Diarmaid McDonald
After ten years of success now is not the time to stop investing its future – we have 200 days to save the lives of millions counting on the Fund.
The numbers commonly heard in global health often overwhelm and bamboozle. Pills and patients, dollars and deadlines, doctors and nurses, live and deaths are all counted in the thousands, millions and billions. But this week a more comprehendible milestone was reached when the Global Fund to Fight AIDS, TB & Malaria celebrated its tenth birthday.
In ten short years this overachieving youngster has transformed the health of whole countries and communities. It has moved with unparalleled energy and impact to bring essential AIDS, TB and Malaria services to people in desperate need right across the African, Asian and South American continents. And the reward for the effort expended by all involved in the Fund could hardly be greater – an extra 7.7 million people alive to celebrate this moment. Here’s the Fund’s take on the first ten years:
The impact on the global AIDS pandemic has been incredible. When the Fund opened its doors there were only a few hundred thousand accessing the essential ARV treatment needed to prevent people with HIV dying from AIDS. Over the last decade the Global Fund, along with the USA’s PEPFAR programme, has helped get more than 7 million onto treatment. These numbers are mind boggling, but the simple and stunning effect of giving life to a mother, father or child is easy to comprehend.
In the last year we have seen glorious new horizons come into view. The evidence that HIV treatment also virtually eliminates the risk of a person living with HIV transmitting the virus to their partner gives us a prevention weapon more powerful than most could have hoped for. Combined with new, smart thinking on how we best use our resources to support the right kind of interventions, we can now seriously aim for an end to AIDS. Hillary Clinton and Barack Obama have already set the US on that course.
But just as we’ve witnessed the most exciting breakthrough since the development of the first HIV medication, donors have slammed on the breaks.
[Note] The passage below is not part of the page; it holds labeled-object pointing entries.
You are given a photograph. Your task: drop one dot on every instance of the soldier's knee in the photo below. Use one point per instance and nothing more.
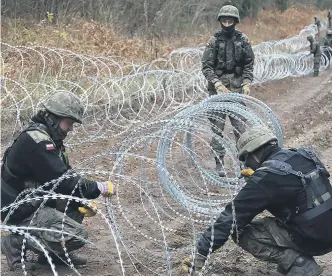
(79, 240)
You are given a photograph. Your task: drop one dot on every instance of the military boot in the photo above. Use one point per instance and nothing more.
(304, 266)
(11, 246)
(62, 259)
(219, 167)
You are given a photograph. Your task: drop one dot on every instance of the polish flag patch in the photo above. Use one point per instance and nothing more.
(50, 147)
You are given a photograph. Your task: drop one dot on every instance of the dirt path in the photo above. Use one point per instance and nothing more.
(304, 107)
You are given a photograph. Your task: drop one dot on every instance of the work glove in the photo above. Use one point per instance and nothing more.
(246, 89)
(88, 211)
(106, 188)
(220, 88)
(247, 172)
(194, 268)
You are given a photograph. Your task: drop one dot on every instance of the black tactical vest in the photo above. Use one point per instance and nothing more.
(318, 188)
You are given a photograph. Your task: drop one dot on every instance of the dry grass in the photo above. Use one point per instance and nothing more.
(92, 38)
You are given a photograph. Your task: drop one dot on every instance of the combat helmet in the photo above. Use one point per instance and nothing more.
(65, 104)
(252, 139)
(231, 11)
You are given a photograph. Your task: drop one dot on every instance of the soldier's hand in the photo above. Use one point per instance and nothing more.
(193, 268)
(247, 172)
(246, 89)
(220, 88)
(106, 188)
(88, 211)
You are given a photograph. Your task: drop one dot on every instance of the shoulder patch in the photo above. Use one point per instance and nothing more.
(38, 136)
(211, 42)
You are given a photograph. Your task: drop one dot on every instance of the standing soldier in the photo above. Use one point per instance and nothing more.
(227, 64)
(328, 38)
(316, 51)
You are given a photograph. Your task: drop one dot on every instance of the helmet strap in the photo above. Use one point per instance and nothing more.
(53, 122)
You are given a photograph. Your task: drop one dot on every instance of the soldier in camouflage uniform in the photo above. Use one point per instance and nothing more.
(38, 156)
(319, 25)
(227, 64)
(328, 43)
(316, 51)
(328, 39)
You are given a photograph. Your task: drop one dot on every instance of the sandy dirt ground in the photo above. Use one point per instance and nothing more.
(304, 108)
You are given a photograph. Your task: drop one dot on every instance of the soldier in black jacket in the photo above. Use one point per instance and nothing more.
(293, 185)
(37, 157)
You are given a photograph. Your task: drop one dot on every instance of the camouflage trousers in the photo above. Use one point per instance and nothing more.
(218, 124)
(268, 240)
(55, 220)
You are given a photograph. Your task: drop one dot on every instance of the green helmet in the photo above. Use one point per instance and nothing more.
(251, 140)
(230, 11)
(65, 104)
(310, 38)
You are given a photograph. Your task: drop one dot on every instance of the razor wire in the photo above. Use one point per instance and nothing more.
(167, 190)
(117, 93)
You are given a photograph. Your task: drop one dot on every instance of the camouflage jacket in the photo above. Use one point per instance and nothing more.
(328, 41)
(315, 49)
(32, 160)
(228, 55)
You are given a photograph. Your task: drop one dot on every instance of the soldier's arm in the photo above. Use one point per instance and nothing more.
(45, 165)
(208, 61)
(248, 61)
(249, 202)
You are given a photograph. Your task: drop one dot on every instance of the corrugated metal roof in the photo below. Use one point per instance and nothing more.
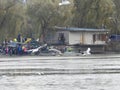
(81, 29)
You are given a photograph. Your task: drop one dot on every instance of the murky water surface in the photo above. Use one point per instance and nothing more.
(61, 82)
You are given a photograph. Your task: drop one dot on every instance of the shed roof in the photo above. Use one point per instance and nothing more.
(81, 29)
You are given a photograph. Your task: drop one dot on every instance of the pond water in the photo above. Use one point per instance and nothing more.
(61, 82)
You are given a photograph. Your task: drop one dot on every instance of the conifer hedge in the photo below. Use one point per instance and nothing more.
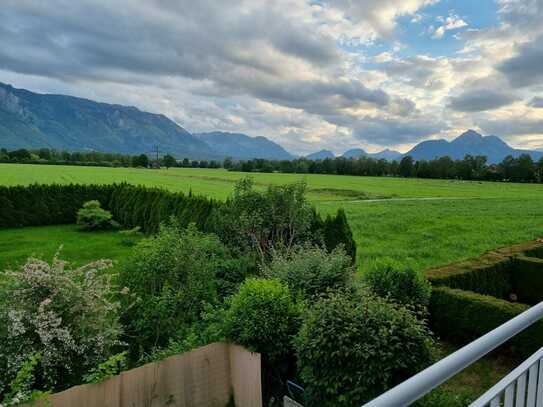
(131, 205)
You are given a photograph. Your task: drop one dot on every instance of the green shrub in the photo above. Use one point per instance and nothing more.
(387, 278)
(489, 275)
(21, 388)
(527, 279)
(170, 278)
(274, 219)
(352, 348)
(131, 236)
(337, 232)
(311, 270)
(463, 316)
(66, 315)
(281, 215)
(93, 217)
(112, 366)
(262, 317)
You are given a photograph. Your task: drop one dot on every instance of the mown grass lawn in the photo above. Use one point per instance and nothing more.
(424, 223)
(77, 247)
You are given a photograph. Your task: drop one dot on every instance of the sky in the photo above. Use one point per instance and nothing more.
(309, 74)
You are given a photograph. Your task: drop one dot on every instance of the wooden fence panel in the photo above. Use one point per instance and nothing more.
(205, 377)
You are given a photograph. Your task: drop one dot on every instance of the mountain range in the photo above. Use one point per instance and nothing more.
(469, 142)
(244, 147)
(32, 120)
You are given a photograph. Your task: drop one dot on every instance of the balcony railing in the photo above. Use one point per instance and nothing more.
(523, 387)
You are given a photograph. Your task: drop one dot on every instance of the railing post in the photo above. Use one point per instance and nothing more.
(425, 381)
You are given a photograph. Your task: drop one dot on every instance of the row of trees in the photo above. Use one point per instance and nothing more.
(96, 158)
(520, 169)
(261, 279)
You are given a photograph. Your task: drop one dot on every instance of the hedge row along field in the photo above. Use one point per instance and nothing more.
(131, 206)
(473, 297)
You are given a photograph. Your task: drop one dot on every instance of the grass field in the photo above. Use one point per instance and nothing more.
(421, 222)
(78, 248)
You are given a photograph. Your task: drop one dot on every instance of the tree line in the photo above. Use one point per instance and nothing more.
(98, 159)
(519, 169)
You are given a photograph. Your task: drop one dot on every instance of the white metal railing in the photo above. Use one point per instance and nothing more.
(515, 383)
(512, 390)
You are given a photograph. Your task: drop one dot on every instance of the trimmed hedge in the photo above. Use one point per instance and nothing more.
(487, 275)
(528, 279)
(39, 205)
(463, 316)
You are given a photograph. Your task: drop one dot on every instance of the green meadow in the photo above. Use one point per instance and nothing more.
(424, 223)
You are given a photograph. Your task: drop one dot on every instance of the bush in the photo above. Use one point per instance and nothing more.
(262, 317)
(65, 315)
(463, 316)
(171, 277)
(351, 348)
(527, 279)
(489, 274)
(387, 278)
(311, 270)
(93, 217)
(275, 219)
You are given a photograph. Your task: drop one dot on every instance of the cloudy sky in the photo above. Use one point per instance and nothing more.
(309, 74)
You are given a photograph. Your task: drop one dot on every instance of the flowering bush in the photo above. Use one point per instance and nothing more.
(63, 314)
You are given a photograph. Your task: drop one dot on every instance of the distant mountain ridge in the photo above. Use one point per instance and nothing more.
(386, 154)
(32, 120)
(241, 146)
(469, 142)
(320, 155)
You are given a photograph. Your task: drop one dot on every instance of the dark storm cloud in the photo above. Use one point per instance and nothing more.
(515, 126)
(526, 67)
(478, 100)
(536, 102)
(385, 132)
(416, 71)
(233, 46)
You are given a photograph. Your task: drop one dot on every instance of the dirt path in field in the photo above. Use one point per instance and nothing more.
(433, 198)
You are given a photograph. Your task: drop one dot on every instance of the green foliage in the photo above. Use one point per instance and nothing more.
(36, 205)
(93, 217)
(21, 387)
(352, 348)
(170, 279)
(65, 314)
(114, 365)
(131, 236)
(527, 279)
(275, 219)
(388, 278)
(445, 398)
(311, 270)
(209, 329)
(338, 232)
(463, 316)
(262, 317)
(487, 275)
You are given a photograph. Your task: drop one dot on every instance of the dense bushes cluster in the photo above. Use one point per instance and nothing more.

Following a replenishment in New York in 2010 which aimed for $20bn, needed a minimum of $13bn, but secured only $11.7bn, the Fund has been undermined by delayed payments from donors following media reports which misrepresented the scale of low level corruption the Fund itself had uncovered with its own systems.
Corruption – which takes funds away from lifesaving programmes – can never be tolerated and the reforms the Fund is undertaking to punish those involved and further strengthen its systems are vital. But the weak pledges made by donors and delayed payments have led to the cancellation of the Fund’s latest funding round for the first time in its history, freezing new programmes until 2014.
Campaign members, the International AIDS Alliance, have compiled a report which details how millions of lives are at risk as a result of this decision in just five of the countries looking to the Fund for support. No excuses are acceptable. This cannot be allowed to stand. The Stop AIDS Campaign has joined a global call for an emergency replenishment within the first 200 days of 2012 to allow countries to restart efforts to reach all of their people with lifesaving HIV prevention, treatment and care as soon as possible.
The UK government must lead the international effort to make this replenishment happen and make it a success. They must now deliver on their long held commitment to give more to the Fund by doubling their contribution and helping to ensure we can keep growing the response over the next ten years until our efforts match the scale of the challenge we face.